Earlier in May test results for urine samples from members of the European Parliament also showed glyphosate in their systems.

Monsanto and leading agrichemical scientists say glyphosate is among the safest of pesticides on the market, and essential to robust food production. They point to decades of safety studies and regulatory approvals around the world. They say even if glyphosate residues are in food, water and bodily fluids, they aren't harmful.

Support for that argument came last week from a United Nations panel of scientists who proclaimed that a thorough review of the scientific literature made it clear that glyphosate was probably not carcinogenic to humans. But the finding was quickly pilloried as tainted because the chairman of the panel, Alan Boobis, also helps run the International Life Science Institute (ILSI), which has received more than $500,000 from Monsanto and other large donations from additional agrichemical interests.

The uproar over glyphosate shows no sign of easing. Next month, the consumer group Moms Across America is launching a "National Toxin Free Town Tour" to crisscross the country to advocate for a pull back on glyphosate and other chemicals seen as harmful.

To be sure, glyphosate, which is used in hundreds of herbicide products globally, is only one of many chemicals pervasive in today's environment. It seems that everywhere we turn, worrisome chemicals are found in our food supply, our water, our air, our land.
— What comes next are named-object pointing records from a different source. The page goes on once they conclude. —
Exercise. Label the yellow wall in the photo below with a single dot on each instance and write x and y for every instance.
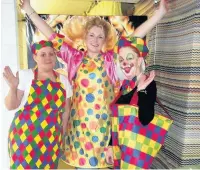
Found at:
(68, 7)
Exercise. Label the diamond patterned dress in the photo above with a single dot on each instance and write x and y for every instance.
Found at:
(34, 139)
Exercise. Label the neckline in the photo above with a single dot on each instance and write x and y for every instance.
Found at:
(36, 76)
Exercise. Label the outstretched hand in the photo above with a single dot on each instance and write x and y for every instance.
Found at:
(163, 7)
(12, 80)
(109, 156)
(24, 4)
(144, 80)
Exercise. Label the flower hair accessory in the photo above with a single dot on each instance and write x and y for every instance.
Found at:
(41, 44)
(138, 43)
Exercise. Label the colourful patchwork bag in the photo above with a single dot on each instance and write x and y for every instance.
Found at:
(134, 145)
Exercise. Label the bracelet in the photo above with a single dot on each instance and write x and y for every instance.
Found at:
(31, 13)
(143, 91)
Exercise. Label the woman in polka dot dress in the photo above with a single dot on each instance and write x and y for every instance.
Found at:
(93, 75)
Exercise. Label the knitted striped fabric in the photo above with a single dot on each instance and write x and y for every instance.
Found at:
(135, 145)
(175, 53)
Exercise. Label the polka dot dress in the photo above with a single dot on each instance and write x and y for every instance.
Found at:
(89, 127)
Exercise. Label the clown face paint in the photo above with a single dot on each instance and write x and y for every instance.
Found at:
(129, 62)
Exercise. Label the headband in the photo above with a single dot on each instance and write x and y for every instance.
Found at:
(138, 43)
(38, 45)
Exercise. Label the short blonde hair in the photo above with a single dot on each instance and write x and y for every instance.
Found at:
(109, 31)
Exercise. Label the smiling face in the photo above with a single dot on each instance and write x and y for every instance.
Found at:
(45, 58)
(95, 39)
(129, 62)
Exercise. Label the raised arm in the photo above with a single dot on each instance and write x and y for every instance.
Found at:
(148, 25)
(35, 18)
(14, 97)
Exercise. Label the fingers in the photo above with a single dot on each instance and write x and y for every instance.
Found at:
(150, 78)
(17, 74)
(8, 72)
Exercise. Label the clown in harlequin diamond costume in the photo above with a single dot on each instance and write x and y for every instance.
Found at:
(93, 75)
(35, 135)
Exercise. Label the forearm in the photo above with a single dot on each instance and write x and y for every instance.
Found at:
(11, 100)
(39, 22)
(148, 25)
(65, 121)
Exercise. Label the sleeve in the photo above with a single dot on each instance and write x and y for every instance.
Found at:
(64, 80)
(25, 76)
(64, 50)
(146, 102)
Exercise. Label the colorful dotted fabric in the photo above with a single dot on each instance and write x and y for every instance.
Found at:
(135, 145)
(35, 134)
(89, 127)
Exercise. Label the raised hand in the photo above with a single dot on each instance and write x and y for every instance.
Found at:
(12, 80)
(144, 80)
(163, 7)
(24, 4)
(109, 156)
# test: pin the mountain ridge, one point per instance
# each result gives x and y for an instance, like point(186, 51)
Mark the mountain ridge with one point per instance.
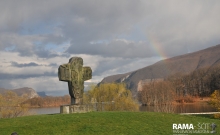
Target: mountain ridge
point(185, 63)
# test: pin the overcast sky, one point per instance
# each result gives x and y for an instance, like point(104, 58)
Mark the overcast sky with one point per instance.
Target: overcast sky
point(112, 36)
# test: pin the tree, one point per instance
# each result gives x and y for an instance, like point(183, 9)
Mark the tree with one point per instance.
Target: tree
point(111, 97)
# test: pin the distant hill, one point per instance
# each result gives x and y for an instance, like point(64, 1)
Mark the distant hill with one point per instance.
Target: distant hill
point(184, 63)
point(31, 93)
point(42, 94)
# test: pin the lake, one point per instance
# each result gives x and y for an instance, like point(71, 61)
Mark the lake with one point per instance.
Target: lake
point(179, 108)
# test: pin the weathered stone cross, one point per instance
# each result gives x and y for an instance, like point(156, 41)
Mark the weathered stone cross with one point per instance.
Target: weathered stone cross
point(75, 74)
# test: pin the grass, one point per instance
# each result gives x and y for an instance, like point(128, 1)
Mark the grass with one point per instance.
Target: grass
point(100, 123)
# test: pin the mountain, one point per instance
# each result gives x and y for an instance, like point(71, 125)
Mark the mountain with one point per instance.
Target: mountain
point(31, 93)
point(208, 57)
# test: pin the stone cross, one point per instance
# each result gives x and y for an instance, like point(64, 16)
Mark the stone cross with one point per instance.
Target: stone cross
point(75, 74)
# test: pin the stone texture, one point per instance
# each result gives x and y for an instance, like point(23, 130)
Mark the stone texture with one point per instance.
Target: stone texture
point(75, 74)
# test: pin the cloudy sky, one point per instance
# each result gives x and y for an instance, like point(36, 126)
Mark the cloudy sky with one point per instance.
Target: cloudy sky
point(111, 36)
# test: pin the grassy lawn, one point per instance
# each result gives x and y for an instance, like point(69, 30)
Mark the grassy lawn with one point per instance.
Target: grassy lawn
point(101, 123)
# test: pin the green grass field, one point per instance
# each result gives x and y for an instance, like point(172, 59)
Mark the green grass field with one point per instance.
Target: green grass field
point(101, 123)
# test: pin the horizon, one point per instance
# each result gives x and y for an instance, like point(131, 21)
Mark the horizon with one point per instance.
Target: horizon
point(38, 36)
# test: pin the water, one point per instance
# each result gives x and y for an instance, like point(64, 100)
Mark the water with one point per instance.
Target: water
point(180, 108)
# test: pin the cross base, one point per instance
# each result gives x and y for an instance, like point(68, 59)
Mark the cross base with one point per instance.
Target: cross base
point(67, 109)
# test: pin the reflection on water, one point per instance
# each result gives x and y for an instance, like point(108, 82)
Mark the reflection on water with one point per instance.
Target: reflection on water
point(185, 108)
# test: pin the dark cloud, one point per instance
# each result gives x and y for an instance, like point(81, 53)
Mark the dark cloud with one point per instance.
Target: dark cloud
point(7, 76)
point(116, 48)
point(31, 64)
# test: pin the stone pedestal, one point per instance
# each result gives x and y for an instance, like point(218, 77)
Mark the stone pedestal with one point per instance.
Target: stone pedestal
point(66, 109)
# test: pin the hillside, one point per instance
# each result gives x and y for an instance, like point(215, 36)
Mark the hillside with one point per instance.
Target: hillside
point(208, 57)
point(31, 93)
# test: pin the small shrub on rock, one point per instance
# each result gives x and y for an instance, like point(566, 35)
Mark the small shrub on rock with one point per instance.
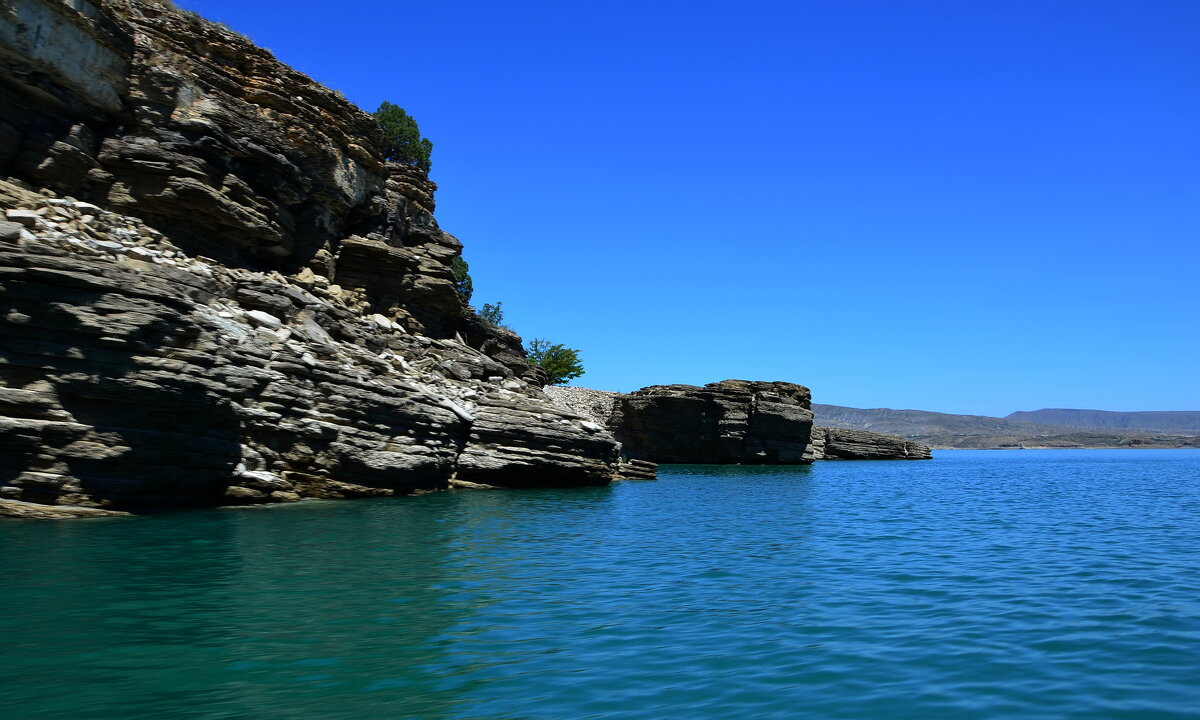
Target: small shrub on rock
point(401, 137)
point(492, 315)
point(561, 363)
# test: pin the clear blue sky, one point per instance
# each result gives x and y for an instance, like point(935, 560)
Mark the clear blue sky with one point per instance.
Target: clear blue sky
point(936, 204)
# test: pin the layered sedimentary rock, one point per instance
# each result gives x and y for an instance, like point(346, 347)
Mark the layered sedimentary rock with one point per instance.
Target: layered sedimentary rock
point(838, 443)
point(732, 421)
point(214, 289)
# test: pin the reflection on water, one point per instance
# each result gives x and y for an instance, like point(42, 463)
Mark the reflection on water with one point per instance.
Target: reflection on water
point(1023, 585)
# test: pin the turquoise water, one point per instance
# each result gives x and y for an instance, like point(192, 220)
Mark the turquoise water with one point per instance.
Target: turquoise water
point(978, 585)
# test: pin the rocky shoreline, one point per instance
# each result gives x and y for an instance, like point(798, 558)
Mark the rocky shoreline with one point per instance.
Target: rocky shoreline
point(214, 291)
point(733, 421)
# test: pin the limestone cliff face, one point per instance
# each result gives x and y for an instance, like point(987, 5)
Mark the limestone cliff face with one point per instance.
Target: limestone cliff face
point(214, 291)
point(732, 421)
point(839, 443)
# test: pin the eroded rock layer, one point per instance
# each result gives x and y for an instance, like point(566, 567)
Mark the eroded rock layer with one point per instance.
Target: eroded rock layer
point(839, 443)
point(732, 421)
point(214, 289)
point(726, 423)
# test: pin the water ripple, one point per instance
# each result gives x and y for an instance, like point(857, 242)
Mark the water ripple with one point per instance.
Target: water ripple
point(981, 585)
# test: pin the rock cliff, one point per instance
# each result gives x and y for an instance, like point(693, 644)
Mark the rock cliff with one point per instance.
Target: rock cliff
point(838, 443)
point(213, 288)
point(726, 423)
point(732, 421)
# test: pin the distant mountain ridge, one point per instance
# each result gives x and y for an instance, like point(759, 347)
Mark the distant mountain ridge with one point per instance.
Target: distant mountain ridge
point(1181, 421)
point(945, 430)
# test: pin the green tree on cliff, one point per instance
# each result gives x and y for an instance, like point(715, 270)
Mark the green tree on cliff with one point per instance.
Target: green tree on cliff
point(462, 282)
point(402, 139)
point(559, 361)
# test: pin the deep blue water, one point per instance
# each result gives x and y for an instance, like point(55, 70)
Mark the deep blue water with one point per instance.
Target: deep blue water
point(979, 585)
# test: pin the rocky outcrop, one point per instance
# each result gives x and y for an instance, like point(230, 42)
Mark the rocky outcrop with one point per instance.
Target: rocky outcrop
point(133, 376)
point(214, 291)
point(733, 421)
point(726, 423)
point(838, 443)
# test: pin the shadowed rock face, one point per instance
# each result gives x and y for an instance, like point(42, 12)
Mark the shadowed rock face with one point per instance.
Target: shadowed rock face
point(732, 421)
point(838, 443)
point(214, 291)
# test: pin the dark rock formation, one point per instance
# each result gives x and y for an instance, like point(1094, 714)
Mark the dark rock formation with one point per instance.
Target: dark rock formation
point(732, 421)
point(214, 291)
point(837, 443)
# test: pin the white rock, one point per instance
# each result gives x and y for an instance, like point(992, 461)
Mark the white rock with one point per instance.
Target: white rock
point(107, 245)
point(27, 217)
point(264, 319)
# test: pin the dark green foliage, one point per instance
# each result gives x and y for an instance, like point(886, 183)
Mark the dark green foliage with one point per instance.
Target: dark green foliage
point(492, 315)
point(462, 283)
point(561, 363)
point(401, 137)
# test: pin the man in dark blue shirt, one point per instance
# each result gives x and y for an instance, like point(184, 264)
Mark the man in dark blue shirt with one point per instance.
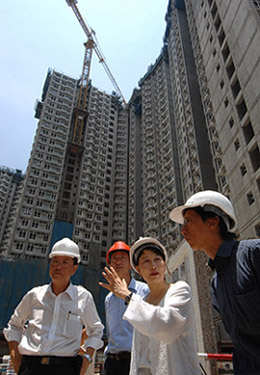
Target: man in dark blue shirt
point(208, 223)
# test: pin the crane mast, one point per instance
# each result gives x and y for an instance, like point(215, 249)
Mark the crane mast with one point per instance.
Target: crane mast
point(92, 37)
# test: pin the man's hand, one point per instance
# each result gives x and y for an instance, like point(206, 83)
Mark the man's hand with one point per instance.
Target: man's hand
point(16, 357)
point(85, 363)
point(115, 284)
point(84, 366)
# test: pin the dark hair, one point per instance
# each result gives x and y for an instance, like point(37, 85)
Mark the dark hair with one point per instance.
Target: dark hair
point(116, 251)
point(225, 235)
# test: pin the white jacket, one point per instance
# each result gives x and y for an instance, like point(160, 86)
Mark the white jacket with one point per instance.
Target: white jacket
point(170, 327)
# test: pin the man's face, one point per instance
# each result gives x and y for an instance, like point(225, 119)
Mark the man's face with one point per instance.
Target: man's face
point(195, 230)
point(119, 260)
point(62, 268)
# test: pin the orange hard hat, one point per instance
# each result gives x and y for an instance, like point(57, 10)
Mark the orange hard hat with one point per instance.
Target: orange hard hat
point(118, 246)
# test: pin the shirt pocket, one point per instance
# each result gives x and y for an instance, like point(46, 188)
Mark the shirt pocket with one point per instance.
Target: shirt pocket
point(247, 310)
point(72, 325)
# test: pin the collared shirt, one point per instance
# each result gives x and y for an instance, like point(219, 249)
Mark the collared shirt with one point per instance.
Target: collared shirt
point(46, 324)
point(236, 295)
point(119, 331)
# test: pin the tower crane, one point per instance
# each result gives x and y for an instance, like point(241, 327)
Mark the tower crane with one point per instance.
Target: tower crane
point(93, 44)
point(80, 114)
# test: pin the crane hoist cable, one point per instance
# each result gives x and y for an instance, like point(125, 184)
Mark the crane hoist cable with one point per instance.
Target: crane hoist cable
point(92, 37)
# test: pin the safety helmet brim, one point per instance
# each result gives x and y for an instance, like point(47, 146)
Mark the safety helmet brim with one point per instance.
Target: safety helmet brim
point(144, 243)
point(65, 247)
point(207, 197)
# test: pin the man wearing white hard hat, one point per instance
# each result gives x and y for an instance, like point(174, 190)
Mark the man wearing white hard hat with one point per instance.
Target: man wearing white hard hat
point(209, 224)
point(44, 332)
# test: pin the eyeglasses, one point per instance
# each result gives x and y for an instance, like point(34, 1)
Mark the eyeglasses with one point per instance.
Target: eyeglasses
point(62, 263)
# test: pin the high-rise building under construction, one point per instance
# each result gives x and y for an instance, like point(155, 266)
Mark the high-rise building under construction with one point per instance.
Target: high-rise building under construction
point(70, 191)
point(192, 124)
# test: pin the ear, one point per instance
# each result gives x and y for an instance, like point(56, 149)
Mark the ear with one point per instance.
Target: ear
point(138, 270)
point(213, 222)
point(75, 267)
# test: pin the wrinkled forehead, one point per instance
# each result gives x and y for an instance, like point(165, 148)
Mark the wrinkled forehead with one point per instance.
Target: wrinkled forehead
point(119, 253)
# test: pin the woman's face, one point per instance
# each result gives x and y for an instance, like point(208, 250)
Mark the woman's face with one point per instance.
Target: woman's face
point(151, 266)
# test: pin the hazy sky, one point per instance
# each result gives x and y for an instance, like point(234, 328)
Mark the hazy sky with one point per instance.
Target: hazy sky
point(41, 34)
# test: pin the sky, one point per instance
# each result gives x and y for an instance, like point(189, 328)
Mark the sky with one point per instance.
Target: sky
point(41, 34)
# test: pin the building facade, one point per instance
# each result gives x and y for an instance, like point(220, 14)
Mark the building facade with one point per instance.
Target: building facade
point(11, 182)
point(72, 190)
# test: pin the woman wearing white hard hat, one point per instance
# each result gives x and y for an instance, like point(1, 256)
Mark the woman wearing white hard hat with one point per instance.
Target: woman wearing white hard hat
point(164, 340)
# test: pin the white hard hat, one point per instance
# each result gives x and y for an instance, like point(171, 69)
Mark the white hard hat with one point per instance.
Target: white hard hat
point(146, 243)
point(211, 198)
point(65, 247)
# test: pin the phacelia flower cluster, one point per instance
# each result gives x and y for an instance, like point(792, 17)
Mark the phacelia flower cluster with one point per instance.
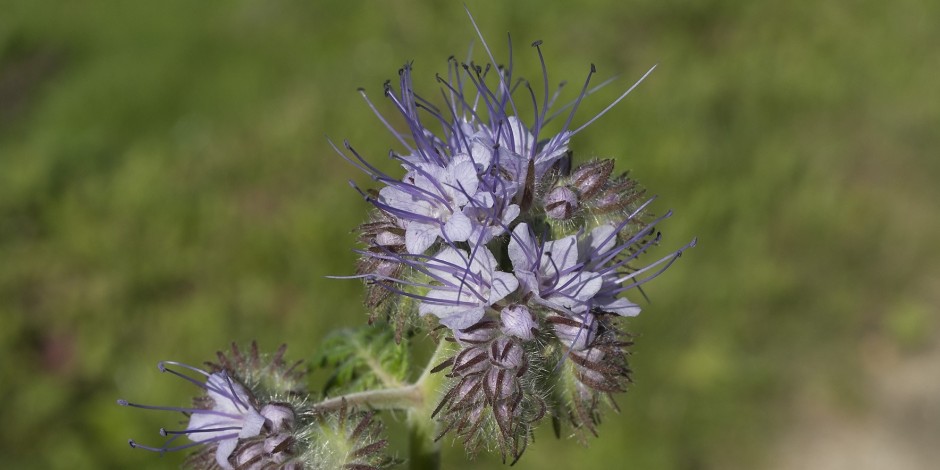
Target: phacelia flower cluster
point(253, 414)
point(490, 233)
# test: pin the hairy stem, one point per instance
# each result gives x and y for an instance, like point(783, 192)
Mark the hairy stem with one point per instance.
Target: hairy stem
point(423, 448)
point(399, 398)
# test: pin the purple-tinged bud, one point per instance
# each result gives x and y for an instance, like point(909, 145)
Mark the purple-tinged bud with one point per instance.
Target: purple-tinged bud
point(589, 178)
point(561, 203)
point(470, 361)
point(500, 384)
point(280, 416)
point(575, 334)
point(250, 454)
point(278, 444)
point(517, 321)
point(479, 333)
point(388, 238)
point(506, 353)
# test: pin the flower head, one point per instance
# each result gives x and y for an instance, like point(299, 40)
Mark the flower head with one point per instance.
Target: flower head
point(526, 261)
point(226, 415)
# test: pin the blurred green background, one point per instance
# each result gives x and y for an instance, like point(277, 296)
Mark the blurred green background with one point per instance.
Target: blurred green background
point(166, 188)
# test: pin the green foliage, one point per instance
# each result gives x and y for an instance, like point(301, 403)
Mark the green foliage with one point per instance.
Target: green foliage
point(363, 358)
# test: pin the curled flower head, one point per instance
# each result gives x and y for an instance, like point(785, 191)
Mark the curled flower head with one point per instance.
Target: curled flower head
point(249, 413)
point(226, 415)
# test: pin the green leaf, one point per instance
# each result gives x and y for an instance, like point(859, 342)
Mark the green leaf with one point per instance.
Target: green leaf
point(364, 358)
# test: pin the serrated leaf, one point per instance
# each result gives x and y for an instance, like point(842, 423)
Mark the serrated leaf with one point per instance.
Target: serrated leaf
point(362, 359)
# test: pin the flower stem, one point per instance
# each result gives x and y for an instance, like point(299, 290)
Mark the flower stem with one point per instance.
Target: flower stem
point(419, 399)
point(423, 448)
point(399, 398)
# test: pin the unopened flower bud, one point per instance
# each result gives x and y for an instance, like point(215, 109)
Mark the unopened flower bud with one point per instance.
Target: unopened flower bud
point(506, 353)
point(280, 416)
point(576, 334)
point(561, 203)
point(518, 321)
point(479, 333)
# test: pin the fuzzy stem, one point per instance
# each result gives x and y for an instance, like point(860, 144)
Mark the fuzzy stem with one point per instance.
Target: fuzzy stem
point(423, 448)
point(419, 399)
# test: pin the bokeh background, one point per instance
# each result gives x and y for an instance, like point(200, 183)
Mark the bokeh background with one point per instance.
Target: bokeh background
point(166, 187)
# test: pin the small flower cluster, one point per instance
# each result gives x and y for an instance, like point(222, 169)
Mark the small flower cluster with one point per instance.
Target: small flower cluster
point(525, 260)
point(254, 415)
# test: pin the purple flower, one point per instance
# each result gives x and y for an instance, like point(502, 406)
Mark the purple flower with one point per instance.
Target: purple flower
point(464, 287)
point(430, 201)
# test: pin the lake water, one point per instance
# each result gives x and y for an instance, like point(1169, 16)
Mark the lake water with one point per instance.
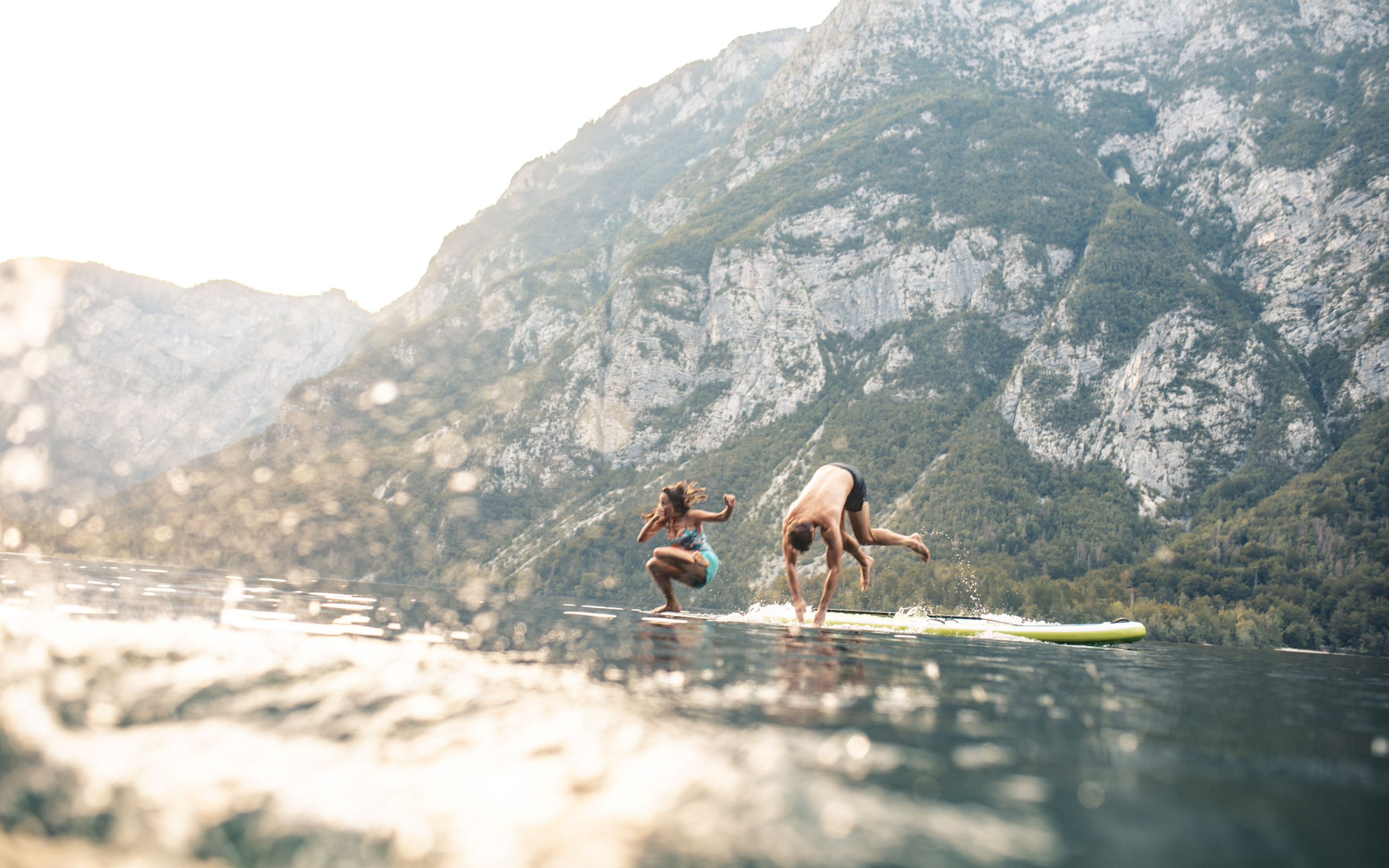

Heightened consumer awareness about glyphosate comes as consumers are increasingly demanding more information and tighter controls on many aspects of how their food is produced.

Those behind the Detox Project have an agenda, just as do many of the group's pushing for regulatory restrictions, and those supporting continued use of glyphosate. But the concern about glyphosate's impact on human health and the environment cannot be swept aside.

On one of its webpages, Monsanto uses the motto "We May Not Have All the Answers But We Keep on Searching."

The consumer groups pushing for more testing and more regulatory controls on glyphosate are saying the same thing.